A previous version (YouTube.com/TV) had already been built for some enterprising game consoles like the Wii and Playstation to allow YouTube browsing when connected to the TV, but this version is designed for any TV-connected device.
Still the leader in online video consumption but watching upstarts like Hulu eat their lunch for long-form content, YouTube has been struggling to stay relevant and move beyond their initial "dancing cats" video-snacking charm. They have made a concerted effort to ink long-form content licensing deals and add "high quality" video streams as an option, but have watched as more and more content houses throw their weight behind Hulu's purpose-built site for viewing movies and TV shows (Disney/ABC being the latest
An interesting sub-plot to all of this is the back-room machinations by the content houses to restrict long-form Over the Top (OTT) video content from cannibalizing their lucrative deals with Pay TV operators like cable. A couple of months ago, Hulu bounced Boxee
support after not-so-subtle threats from Hulu's backers who were worried about their OTT video golden goose bleeding into the living room and causing Pay TV cannibalization heart-burn. YouTube is under the same pressure, since you will find all its long-form TV shows stripped from the YouTube.com/XL portal.
All of this is a bit like sticking your finger into an elephant-sized hole in the dike. The OTT video threat is coming like a tidal wave, and it will take more than legal wrangling and technical poison pills to keep it from reaching the living room TV. The question is, when will the Pay TV stakeholders devise an adequate strategy to embrace this trend and profit from it? Is there a compelling strategy to allow them to ride the elephant rather than get stomped by it?

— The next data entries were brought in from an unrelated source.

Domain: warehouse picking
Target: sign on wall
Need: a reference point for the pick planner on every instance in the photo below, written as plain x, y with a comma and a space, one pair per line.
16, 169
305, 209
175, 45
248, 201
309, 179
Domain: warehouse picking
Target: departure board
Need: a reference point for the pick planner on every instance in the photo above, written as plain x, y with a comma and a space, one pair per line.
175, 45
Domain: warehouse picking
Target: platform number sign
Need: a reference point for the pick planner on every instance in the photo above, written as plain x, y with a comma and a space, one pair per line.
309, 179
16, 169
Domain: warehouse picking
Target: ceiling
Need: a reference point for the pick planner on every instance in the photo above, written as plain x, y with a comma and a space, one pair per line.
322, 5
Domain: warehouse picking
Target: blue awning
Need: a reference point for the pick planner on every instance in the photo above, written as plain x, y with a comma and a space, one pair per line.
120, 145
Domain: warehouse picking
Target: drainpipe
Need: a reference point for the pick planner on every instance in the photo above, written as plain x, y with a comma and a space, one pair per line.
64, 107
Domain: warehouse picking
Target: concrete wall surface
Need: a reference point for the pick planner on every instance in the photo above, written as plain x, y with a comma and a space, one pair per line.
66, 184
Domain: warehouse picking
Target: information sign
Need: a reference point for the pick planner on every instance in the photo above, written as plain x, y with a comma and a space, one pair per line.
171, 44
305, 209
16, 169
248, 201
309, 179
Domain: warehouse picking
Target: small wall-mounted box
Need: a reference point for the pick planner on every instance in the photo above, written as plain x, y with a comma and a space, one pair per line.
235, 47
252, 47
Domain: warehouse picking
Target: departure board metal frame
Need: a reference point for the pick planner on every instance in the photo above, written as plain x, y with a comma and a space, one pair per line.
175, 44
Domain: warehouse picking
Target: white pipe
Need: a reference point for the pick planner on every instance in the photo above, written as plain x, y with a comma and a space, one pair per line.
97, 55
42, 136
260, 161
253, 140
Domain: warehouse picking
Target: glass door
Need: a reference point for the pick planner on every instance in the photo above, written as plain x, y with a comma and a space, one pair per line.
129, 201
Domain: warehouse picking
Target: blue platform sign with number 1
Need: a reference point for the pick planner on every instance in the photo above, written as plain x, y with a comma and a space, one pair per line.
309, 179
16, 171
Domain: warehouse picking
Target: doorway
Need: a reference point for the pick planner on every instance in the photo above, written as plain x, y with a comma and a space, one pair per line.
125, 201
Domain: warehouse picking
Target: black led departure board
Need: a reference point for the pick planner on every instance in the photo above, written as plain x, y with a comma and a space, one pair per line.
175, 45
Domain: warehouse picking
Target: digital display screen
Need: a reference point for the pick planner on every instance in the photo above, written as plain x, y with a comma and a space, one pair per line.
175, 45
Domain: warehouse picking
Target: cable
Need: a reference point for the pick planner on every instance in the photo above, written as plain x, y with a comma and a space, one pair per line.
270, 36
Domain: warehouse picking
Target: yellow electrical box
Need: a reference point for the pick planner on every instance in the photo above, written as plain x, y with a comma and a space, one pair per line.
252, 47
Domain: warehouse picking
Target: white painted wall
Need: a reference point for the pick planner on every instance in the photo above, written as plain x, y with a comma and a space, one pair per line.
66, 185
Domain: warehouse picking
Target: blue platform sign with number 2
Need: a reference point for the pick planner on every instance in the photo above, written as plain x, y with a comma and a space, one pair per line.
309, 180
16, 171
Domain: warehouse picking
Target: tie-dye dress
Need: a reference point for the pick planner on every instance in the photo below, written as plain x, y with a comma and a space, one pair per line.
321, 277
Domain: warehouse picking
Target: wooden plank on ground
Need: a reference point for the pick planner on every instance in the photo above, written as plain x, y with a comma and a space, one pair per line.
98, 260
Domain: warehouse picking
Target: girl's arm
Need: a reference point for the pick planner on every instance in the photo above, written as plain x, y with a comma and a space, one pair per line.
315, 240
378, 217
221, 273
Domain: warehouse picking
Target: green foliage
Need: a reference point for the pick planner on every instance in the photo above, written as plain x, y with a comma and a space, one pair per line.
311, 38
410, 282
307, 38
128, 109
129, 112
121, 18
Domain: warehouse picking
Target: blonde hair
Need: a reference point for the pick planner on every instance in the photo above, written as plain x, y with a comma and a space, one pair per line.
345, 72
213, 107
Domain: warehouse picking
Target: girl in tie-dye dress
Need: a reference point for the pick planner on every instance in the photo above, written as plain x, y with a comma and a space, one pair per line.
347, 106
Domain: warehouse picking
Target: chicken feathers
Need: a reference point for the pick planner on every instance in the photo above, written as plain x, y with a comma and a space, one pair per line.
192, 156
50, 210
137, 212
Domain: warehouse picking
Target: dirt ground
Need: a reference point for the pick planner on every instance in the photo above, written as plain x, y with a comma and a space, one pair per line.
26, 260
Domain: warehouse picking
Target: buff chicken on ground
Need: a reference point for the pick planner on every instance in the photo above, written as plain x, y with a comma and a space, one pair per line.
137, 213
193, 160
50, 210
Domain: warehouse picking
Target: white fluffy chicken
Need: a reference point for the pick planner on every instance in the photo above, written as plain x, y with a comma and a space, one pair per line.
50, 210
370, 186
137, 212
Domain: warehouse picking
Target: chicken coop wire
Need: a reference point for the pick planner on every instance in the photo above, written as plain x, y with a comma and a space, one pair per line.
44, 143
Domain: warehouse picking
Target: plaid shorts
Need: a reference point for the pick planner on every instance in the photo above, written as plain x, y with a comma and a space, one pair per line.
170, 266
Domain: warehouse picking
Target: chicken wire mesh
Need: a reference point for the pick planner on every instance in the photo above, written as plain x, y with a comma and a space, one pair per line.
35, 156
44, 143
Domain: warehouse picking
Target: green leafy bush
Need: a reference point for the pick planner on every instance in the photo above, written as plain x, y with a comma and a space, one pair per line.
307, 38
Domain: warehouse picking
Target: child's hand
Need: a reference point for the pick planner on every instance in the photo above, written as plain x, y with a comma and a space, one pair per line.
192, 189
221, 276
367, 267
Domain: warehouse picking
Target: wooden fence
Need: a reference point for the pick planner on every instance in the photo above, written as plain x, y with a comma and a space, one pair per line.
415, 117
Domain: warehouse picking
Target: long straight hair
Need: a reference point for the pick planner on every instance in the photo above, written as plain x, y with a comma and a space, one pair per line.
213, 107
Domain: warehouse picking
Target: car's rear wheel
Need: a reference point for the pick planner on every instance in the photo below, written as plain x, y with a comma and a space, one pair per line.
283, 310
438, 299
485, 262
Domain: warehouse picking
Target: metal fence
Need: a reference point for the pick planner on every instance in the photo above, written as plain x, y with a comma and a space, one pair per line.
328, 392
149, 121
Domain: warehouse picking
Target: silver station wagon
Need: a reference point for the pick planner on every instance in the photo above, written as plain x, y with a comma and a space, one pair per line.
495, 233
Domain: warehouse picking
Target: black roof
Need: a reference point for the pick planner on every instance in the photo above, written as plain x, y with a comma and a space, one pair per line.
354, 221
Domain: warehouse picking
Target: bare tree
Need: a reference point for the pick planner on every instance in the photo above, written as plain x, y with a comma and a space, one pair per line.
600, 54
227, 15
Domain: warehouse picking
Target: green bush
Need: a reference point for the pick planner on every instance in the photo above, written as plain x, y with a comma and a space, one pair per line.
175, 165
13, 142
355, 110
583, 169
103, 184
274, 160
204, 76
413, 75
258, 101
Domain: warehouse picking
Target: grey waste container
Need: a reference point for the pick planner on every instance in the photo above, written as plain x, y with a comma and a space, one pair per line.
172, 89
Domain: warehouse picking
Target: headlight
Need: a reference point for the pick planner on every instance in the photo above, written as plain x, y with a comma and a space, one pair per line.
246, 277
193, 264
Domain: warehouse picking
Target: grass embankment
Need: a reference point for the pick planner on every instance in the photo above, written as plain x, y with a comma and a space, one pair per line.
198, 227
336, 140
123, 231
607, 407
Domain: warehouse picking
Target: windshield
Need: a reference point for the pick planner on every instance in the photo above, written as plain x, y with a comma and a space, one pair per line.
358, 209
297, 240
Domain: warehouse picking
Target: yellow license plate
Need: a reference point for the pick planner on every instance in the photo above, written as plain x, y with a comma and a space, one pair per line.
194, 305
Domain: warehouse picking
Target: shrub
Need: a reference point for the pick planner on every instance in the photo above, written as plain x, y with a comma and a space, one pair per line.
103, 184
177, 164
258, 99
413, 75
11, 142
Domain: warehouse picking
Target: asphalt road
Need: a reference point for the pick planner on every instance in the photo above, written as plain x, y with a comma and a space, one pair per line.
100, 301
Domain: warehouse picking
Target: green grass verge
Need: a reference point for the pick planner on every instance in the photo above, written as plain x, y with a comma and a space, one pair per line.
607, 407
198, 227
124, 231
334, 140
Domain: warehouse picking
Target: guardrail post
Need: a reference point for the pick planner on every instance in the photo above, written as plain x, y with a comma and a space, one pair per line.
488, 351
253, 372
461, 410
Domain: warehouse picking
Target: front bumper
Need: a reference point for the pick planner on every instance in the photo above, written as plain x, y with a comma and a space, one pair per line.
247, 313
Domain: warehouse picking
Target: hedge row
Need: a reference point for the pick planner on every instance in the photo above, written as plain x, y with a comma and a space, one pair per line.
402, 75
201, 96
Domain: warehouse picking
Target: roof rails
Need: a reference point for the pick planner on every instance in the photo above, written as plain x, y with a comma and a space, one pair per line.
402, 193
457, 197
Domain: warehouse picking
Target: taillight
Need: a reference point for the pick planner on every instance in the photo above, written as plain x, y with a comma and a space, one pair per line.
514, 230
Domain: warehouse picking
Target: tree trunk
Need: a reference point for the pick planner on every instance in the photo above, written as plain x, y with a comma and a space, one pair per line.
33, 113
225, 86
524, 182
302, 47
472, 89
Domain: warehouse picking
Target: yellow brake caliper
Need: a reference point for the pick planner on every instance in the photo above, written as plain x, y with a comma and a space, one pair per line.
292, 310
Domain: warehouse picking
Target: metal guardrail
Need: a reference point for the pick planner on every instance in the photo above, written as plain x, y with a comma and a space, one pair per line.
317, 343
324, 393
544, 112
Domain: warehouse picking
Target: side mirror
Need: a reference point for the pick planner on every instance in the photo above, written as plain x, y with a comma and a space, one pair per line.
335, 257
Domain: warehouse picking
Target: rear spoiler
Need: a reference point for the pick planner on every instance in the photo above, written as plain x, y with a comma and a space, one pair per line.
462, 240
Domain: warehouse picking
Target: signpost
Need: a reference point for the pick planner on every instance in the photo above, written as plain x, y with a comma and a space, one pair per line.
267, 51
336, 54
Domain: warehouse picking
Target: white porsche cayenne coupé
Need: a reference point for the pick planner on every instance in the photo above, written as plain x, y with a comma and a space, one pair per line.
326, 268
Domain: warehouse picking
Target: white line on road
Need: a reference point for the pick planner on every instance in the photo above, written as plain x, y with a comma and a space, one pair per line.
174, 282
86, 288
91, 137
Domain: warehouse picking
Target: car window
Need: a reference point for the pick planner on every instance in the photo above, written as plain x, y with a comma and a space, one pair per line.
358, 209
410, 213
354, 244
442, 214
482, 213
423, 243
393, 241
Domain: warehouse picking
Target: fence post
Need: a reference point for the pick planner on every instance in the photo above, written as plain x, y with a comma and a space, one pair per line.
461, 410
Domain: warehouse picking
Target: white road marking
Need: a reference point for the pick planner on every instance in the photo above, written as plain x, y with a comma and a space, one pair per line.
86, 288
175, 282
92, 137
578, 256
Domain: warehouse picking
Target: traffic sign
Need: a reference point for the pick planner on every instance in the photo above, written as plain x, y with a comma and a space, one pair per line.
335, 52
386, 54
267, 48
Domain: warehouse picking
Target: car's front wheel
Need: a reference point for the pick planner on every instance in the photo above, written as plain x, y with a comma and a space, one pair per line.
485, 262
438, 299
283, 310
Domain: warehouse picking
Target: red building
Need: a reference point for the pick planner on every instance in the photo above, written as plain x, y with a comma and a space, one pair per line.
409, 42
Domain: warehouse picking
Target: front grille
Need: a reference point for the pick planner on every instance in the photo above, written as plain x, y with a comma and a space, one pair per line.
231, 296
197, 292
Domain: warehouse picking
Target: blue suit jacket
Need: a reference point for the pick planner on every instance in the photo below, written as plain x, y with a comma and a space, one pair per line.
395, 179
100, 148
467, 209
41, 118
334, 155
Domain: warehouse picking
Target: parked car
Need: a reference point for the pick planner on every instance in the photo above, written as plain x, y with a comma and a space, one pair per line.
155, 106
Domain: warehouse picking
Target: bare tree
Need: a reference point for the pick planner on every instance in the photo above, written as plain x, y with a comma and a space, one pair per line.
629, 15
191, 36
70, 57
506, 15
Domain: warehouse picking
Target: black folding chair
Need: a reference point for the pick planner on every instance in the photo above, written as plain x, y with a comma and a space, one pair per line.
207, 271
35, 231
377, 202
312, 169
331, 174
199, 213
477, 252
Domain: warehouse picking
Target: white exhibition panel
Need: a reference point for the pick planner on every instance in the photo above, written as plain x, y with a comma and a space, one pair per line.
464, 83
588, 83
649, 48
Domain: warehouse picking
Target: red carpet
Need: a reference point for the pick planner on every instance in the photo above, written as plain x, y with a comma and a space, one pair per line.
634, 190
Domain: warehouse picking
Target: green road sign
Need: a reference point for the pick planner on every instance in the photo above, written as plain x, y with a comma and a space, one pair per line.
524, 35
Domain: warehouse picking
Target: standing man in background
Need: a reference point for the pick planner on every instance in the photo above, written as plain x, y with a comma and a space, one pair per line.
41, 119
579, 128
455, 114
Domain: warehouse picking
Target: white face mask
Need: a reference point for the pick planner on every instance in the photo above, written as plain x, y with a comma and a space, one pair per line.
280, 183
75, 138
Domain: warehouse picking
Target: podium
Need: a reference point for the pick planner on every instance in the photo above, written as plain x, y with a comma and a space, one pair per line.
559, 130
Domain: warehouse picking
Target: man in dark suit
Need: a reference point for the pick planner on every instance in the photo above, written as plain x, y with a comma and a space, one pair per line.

While it is still early and “cord cutting” of Pay TV services in favor of free Over the Top video is still less than 1% of consumers, the stakes are high and Pay TV operators are nervous
. Despite their outward claims that the deck chairs are not sliding, the cable companies are not only investing to make their content available online (Comcast’s Fancast is one such example), but also looking for bullet-proof ways to authenticate that only their Pay TV customers can enjoy their own premium OTT content. Time will tell whether their walled gardens can move online without bunnies nibbling, and larger animals stomping, their digital delights.